Reform that isn’t Reform

Texas legislators have introduced a pair of bills aimed at reforming the state’s eminent domain laws. According to Rep. DeWayne Burns, one of the sponsors of the House version of the reform, “HB 991 will ensure Texas property owners are respected partners in building our critical infrastructure while preserving our strong tradition of property rights.” Sadly, Burns and other supporters of these bills are very much mistaken.

The right to property means the freedom to create, attain, use, keep, trade, and dispose of material values. It pertains to freedom of action in regard to “stuff.” The proposed bills do nothing to protect this precious freedom.

Sen. Lois Kolkhurst, who filed the Senate version, said, “I have filed SB 421 to see that the eminent domain process used by private entities is fair, transparent and that those entities are held accountable when they take private land.” Kolkhurst didn’t explain how transparency and accountability will protect property rights.

In truth, so long as private entities can take private land, property rights are not protected. If an entity–any entity–can seize private property, then the owner cannot trade or dispose of his property as he chooses. He is forced to “sell,” regardless of his own choices or desires. And the proposed “reforms” do nothing to change this.
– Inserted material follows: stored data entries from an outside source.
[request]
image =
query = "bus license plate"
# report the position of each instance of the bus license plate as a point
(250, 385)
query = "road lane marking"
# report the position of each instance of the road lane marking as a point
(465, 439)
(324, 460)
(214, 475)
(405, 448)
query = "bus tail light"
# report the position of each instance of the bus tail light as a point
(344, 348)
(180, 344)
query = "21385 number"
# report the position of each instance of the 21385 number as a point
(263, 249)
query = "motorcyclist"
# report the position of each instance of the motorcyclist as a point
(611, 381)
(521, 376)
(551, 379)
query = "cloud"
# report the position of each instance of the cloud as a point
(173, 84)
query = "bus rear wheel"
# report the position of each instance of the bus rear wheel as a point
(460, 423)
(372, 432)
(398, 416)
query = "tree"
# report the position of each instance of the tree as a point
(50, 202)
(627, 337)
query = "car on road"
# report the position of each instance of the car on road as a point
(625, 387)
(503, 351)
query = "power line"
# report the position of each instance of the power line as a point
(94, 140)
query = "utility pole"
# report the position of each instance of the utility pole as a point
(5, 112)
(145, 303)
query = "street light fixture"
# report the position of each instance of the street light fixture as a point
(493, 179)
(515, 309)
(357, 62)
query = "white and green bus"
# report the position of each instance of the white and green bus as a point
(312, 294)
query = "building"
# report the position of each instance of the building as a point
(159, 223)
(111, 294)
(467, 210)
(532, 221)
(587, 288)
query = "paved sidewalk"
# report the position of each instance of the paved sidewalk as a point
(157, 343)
Requiring more transparency in the process doesn’t change the fact that eminent domain is invoked when an owner won’t voluntarily sell. Demanding more accountability in the process doesn’t change the fact that if an owner is forced to sell his land, his right to property has been violated.

If legislators truly want to protect property rights, they would begin by removing the authority of private entities to use eminent domain. Until they do that, any attempts at reform are nothing more than rearranging deck chairs on the Titanic.